4.3.4 Achieving a tight fit by bracing | |||||||||||||||||||||||||||||||||||||||||||||||||||||||||||||||||||||||||||||||||||||||||||||||||
Bracing elements made of wood are a tried and tested method of load securing when packing containers. Squared lumber, battens and other elements are fitted in in such a way that spaces within the load are bridged. Bracing between the cargo and the container, and between the items of cargo are both commonly used methods. The latter is the more cost-effective solution since the required securing forces are generally lower. Wooden bracing elements used to fill in gaps or empty spaces can often be made quickly and simply. Occasionally, however, they are feats of craftsmanship that require a great deal of experience and ability.
The important issue when bracing is that the forces must be transferred to the load-bearing components of the cargo transport unit or the packaged items that surround the gap. From a technical point of view, the bracing elements in both examples are equally well made. Horizontal elements are nailed onto vertical elements. The bracing elements are formed by the wooden beams that are cut to fit and placed transversely on top. The majority of this work can be done in advance outside the CTU. Only the bracing must be put in place inside the container. The advantage of the method shown on the right is that the bracing elements are placed level with the strongest parts of the cases, namely the top and the bottom. This form of bracing (see the next figure) assumes that the packages either side of the gap are of almost identical height. Two transverse lengths of squared lumber are placed on the floor at the bottom of the space (a); depending on the forces that can be expected, at least two or more pieces of lumber are cut to fit and placed horizontally (b). Outside the transport unit, boards are prepared (c) which can then be nailed to the fitted lumber beams (d). This prepared bracing element is then lowered into place from above. All elements are stapled in place to prevent them from moving or are cross-braced with wooden boards.
Using squared lumber fitted into a space in the way shown above is only possible if the packaged items are able to withstand such point loading. If the cases are not strong enough to allow the ends of the bracing beams to be placed against them directly, boards (e), planking or squared lumber can be additionally used to distribute the load forces. If this is not sufficient, vertical bracing elements or other methods of bracing should be used. The section on wood contains a number of other useful tips, as well as rules of thumb for calculating strength. Additional tips can also be found in the examples.

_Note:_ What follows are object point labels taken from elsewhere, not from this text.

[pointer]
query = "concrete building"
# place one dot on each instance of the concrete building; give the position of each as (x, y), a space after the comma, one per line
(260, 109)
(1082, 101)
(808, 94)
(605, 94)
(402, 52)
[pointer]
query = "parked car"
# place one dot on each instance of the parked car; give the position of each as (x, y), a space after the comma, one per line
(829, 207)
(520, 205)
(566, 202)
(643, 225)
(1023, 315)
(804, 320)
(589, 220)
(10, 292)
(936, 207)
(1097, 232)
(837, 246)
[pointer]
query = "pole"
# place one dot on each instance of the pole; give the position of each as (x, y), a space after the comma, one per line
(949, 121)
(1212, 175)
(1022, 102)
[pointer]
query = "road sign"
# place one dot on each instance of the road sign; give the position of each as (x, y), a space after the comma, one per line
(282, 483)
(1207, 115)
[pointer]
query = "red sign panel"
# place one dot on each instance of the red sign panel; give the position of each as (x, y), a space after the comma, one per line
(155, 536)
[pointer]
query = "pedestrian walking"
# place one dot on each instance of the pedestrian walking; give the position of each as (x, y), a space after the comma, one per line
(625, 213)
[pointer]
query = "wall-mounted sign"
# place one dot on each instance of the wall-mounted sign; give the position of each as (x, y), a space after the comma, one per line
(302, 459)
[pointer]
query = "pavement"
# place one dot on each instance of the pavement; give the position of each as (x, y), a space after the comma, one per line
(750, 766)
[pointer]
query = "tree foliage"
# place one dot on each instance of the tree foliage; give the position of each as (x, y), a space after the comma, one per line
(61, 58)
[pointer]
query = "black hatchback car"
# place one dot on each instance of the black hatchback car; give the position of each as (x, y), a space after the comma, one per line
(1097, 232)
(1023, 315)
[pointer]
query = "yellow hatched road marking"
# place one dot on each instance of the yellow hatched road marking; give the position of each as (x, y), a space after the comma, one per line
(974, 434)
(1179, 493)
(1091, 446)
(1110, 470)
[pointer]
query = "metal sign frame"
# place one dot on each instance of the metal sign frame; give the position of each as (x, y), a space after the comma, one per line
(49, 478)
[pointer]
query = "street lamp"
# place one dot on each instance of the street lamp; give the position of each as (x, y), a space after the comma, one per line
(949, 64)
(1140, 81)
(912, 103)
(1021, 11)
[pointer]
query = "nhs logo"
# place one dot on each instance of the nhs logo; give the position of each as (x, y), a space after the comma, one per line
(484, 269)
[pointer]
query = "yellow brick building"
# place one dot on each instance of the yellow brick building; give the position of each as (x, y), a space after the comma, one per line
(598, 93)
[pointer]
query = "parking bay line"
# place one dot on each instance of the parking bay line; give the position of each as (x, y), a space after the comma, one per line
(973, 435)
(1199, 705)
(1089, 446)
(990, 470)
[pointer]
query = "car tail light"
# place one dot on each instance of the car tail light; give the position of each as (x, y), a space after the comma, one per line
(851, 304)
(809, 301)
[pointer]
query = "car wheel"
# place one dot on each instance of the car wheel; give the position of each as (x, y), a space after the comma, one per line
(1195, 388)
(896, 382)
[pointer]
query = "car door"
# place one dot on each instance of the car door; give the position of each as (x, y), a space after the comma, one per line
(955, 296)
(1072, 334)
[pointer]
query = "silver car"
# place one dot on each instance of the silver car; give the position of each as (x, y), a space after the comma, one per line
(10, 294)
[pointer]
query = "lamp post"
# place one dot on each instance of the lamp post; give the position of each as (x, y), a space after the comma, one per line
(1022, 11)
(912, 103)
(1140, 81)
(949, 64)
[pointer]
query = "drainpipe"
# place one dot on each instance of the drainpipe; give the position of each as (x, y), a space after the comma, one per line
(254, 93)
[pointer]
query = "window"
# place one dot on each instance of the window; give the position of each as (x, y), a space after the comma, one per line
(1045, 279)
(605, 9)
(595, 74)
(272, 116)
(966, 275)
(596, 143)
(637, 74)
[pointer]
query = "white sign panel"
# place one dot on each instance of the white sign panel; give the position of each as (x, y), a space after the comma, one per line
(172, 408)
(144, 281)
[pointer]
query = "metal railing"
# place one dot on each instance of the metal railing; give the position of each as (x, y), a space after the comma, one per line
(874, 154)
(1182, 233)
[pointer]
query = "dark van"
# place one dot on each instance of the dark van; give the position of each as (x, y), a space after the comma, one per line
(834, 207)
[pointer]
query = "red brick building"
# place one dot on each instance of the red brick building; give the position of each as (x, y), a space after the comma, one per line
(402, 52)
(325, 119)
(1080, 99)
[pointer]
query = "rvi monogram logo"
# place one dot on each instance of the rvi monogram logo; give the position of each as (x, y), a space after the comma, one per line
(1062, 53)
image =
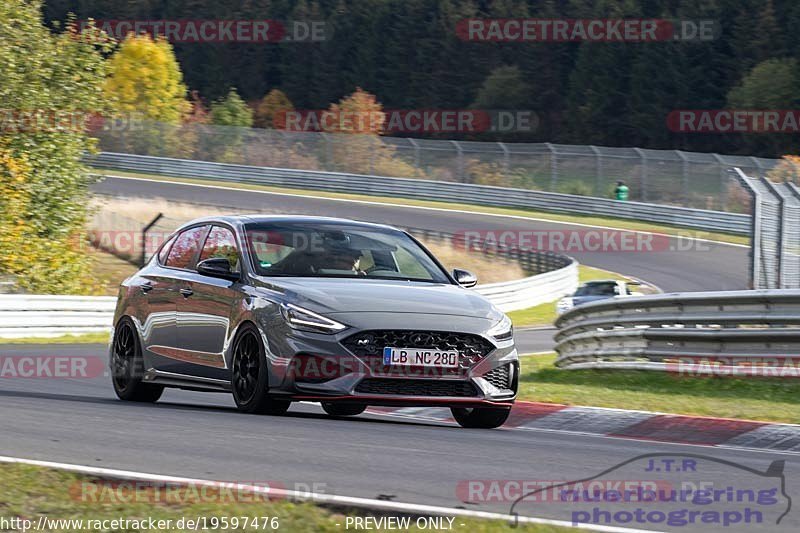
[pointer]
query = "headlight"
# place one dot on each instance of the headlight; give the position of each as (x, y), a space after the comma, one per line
(503, 330)
(300, 318)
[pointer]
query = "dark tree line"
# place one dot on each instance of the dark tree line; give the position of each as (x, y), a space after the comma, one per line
(407, 53)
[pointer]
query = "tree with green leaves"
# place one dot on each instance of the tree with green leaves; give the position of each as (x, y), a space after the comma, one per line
(231, 111)
(145, 78)
(49, 85)
(270, 107)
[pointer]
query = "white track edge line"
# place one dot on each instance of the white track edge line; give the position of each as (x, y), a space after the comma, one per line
(329, 499)
(460, 211)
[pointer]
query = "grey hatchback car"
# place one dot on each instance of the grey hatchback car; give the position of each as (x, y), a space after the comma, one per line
(276, 309)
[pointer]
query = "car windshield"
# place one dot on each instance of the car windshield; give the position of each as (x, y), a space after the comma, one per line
(597, 289)
(338, 251)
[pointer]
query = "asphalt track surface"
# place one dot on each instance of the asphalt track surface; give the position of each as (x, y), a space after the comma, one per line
(79, 421)
(200, 435)
(673, 265)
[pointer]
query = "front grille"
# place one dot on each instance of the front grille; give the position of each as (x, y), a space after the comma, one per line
(370, 344)
(417, 387)
(499, 377)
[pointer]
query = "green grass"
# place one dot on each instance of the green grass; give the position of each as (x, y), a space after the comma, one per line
(617, 223)
(545, 314)
(31, 492)
(774, 400)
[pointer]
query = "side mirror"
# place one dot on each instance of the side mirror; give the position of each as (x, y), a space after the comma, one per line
(217, 267)
(465, 278)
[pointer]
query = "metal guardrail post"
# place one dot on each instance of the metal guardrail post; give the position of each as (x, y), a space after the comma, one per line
(598, 171)
(755, 229)
(684, 176)
(459, 161)
(723, 180)
(781, 252)
(642, 174)
(506, 158)
(147, 228)
(553, 167)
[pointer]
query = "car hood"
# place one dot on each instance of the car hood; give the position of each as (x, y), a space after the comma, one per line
(330, 296)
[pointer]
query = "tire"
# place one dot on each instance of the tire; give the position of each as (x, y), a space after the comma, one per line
(480, 417)
(250, 376)
(343, 409)
(127, 366)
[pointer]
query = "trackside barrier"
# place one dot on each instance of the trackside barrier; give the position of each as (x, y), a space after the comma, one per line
(420, 189)
(23, 315)
(740, 332)
(51, 316)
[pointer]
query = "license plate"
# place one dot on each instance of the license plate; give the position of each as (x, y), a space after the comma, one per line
(419, 357)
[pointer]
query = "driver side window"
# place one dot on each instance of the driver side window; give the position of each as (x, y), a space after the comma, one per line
(221, 243)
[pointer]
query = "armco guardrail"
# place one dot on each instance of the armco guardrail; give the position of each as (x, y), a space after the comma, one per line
(535, 290)
(740, 332)
(426, 190)
(24, 315)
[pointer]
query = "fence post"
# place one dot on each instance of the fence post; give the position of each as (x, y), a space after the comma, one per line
(684, 177)
(781, 266)
(723, 182)
(506, 157)
(759, 168)
(152, 223)
(553, 167)
(755, 230)
(642, 174)
(415, 144)
(326, 151)
(459, 162)
(598, 171)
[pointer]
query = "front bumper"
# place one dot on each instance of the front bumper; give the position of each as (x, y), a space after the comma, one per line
(318, 367)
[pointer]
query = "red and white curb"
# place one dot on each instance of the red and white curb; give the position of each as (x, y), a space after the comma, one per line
(639, 425)
(382, 506)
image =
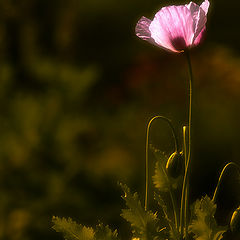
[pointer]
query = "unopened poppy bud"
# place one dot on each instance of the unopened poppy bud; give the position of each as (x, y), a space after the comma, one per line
(235, 221)
(174, 164)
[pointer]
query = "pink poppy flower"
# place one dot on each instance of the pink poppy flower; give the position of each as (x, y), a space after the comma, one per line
(175, 28)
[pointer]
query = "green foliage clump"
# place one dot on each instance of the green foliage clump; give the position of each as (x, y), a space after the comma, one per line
(203, 224)
(73, 231)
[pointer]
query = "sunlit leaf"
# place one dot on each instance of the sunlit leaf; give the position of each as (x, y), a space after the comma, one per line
(145, 224)
(105, 233)
(203, 224)
(168, 217)
(71, 230)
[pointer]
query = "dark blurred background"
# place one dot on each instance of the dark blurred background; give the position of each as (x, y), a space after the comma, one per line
(77, 88)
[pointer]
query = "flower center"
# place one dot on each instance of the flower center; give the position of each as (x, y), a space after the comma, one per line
(179, 43)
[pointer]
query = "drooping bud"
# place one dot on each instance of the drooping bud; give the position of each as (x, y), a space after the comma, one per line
(174, 164)
(235, 221)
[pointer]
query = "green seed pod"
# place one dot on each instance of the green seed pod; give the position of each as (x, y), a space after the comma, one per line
(174, 164)
(235, 221)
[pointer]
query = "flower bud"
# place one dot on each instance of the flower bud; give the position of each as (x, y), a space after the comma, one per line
(235, 221)
(174, 164)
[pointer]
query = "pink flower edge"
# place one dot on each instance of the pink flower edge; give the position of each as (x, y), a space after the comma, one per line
(175, 28)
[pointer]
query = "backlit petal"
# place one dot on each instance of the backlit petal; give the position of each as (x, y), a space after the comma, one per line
(204, 6)
(172, 28)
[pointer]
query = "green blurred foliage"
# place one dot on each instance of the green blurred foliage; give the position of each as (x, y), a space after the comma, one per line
(76, 91)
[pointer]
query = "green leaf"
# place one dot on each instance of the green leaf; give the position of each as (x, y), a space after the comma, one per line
(168, 217)
(203, 224)
(105, 233)
(161, 180)
(71, 230)
(144, 223)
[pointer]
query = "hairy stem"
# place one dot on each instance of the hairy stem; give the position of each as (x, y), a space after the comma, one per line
(183, 210)
(221, 176)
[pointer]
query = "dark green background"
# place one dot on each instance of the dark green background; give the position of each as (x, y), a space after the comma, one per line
(77, 88)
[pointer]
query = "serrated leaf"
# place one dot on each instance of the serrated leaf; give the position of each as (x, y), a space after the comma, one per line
(168, 216)
(105, 233)
(161, 180)
(144, 223)
(203, 224)
(71, 230)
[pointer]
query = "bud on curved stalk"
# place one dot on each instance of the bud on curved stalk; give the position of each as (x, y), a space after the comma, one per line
(174, 164)
(235, 221)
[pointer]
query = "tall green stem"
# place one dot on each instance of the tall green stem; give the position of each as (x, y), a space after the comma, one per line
(221, 176)
(183, 210)
(147, 146)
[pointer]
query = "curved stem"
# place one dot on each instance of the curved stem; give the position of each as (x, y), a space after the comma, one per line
(221, 176)
(147, 144)
(187, 187)
(186, 174)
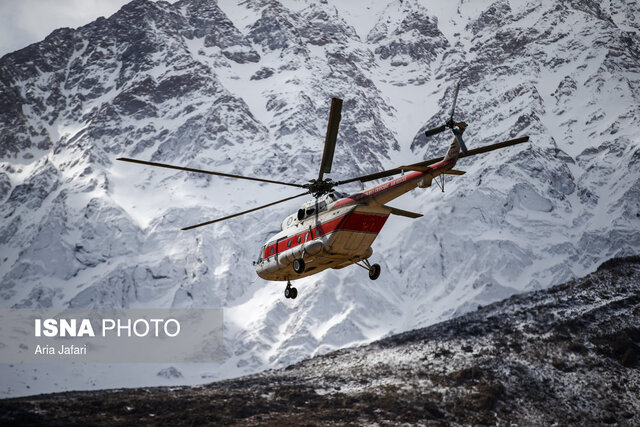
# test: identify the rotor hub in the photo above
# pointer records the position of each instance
(320, 187)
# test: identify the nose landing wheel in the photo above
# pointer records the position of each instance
(290, 291)
(374, 269)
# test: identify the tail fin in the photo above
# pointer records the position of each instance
(454, 150)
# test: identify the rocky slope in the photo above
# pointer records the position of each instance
(568, 355)
(244, 87)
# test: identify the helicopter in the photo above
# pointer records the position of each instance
(335, 229)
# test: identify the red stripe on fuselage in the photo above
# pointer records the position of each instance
(413, 176)
(354, 221)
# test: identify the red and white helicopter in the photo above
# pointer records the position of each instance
(335, 230)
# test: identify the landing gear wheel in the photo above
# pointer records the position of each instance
(290, 291)
(374, 271)
(298, 265)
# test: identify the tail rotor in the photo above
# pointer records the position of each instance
(456, 127)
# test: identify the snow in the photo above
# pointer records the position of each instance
(502, 228)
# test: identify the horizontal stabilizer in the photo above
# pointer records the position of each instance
(401, 212)
(454, 172)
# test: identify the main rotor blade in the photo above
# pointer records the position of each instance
(228, 175)
(492, 147)
(419, 165)
(245, 212)
(435, 131)
(332, 134)
(455, 99)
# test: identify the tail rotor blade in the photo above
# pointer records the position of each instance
(332, 134)
(455, 99)
(435, 131)
(458, 136)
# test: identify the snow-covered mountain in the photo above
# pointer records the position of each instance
(566, 355)
(245, 87)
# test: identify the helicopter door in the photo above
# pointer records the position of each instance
(278, 250)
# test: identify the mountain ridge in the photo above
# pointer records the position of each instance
(567, 354)
(156, 81)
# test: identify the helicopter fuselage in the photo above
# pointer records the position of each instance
(337, 231)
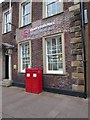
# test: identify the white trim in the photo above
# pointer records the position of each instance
(3, 23)
(20, 55)
(45, 63)
(20, 12)
(45, 9)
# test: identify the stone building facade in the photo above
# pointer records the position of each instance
(51, 41)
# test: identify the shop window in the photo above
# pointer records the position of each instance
(7, 21)
(24, 56)
(25, 8)
(55, 60)
(52, 7)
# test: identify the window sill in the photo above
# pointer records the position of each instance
(6, 32)
(64, 74)
(52, 15)
(24, 26)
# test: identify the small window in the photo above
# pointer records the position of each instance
(25, 56)
(25, 13)
(55, 61)
(7, 21)
(52, 7)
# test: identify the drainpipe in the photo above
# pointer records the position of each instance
(83, 45)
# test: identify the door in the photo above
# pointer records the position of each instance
(6, 67)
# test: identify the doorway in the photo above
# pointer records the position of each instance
(6, 67)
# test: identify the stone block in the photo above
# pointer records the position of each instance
(79, 88)
(78, 76)
(74, 7)
(76, 52)
(75, 63)
(79, 82)
(79, 57)
(76, 40)
(76, 1)
(77, 23)
(77, 12)
(78, 34)
(80, 69)
(75, 29)
(77, 46)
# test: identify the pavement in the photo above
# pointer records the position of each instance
(16, 103)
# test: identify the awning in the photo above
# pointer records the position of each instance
(7, 45)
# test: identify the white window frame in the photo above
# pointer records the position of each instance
(20, 56)
(23, 2)
(45, 60)
(45, 8)
(4, 20)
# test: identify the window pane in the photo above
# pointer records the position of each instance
(25, 56)
(54, 53)
(53, 7)
(26, 13)
(49, 10)
(54, 66)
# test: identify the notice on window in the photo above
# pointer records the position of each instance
(34, 75)
(28, 75)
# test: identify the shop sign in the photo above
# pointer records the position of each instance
(26, 33)
(41, 29)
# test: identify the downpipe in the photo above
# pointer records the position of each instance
(83, 45)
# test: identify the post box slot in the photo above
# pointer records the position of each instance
(34, 75)
(28, 74)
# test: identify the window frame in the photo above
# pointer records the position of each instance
(23, 2)
(20, 55)
(45, 63)
(3, 26)
(45, 9)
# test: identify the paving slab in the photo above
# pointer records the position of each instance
(16, 103)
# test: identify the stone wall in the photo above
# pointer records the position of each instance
(77, 50)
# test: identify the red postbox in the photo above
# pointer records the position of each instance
(34, 80)
(28, 76)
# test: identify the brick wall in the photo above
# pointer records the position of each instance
(9, 37)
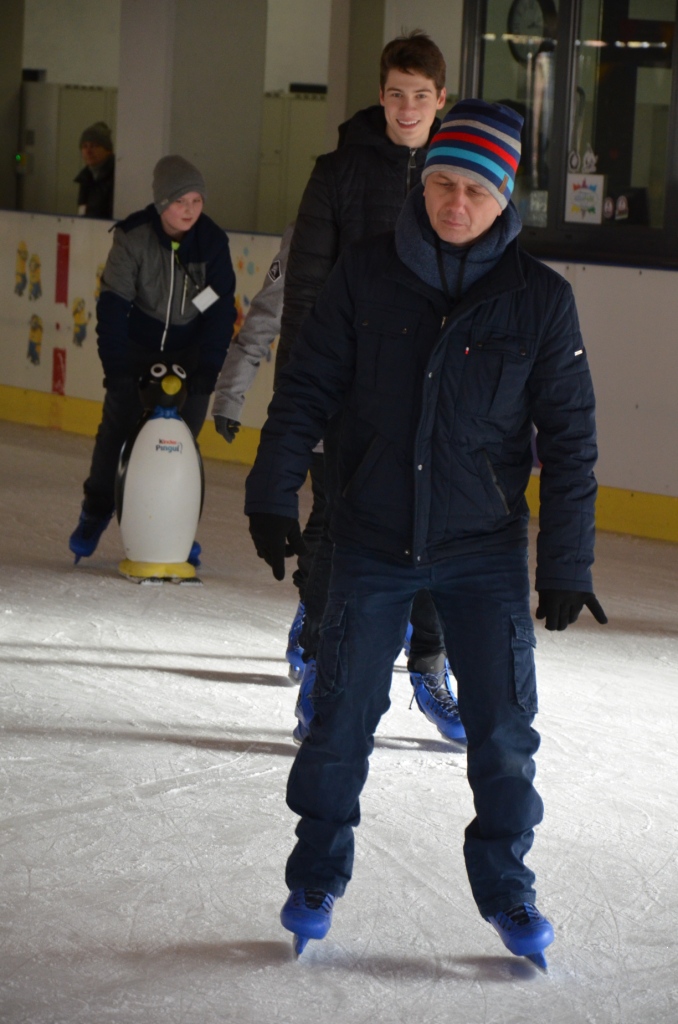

The traffic lights here are on amber. There are a number of things to bear in mind with regard to the woodwork and the lashing that have been used here. This picture is only designed to indicate the wide range of bracing methods that can be used to create a tight fit. It is often the case that insufficient attention is paid to the bracing of gaps and/or the work is carried out in an unprofessional manner:
Space 1 allows the packaged items to slide around on the floor. Package 2 can slide both in the direction of the door and in the direction of the space. Package 4 can move forward into space 3 or escape to the side. Bracing element 5 is able to shift upward and downward on the right, and as a result of point loading may even damage the wall of the container. On the left, the bracing is able to move in all directions because it has not been fixed into place. Neat packing and the professional use of beams and boards enables the remaining gaps to be braced without subjecting parts of the load or the container walls to point load forces.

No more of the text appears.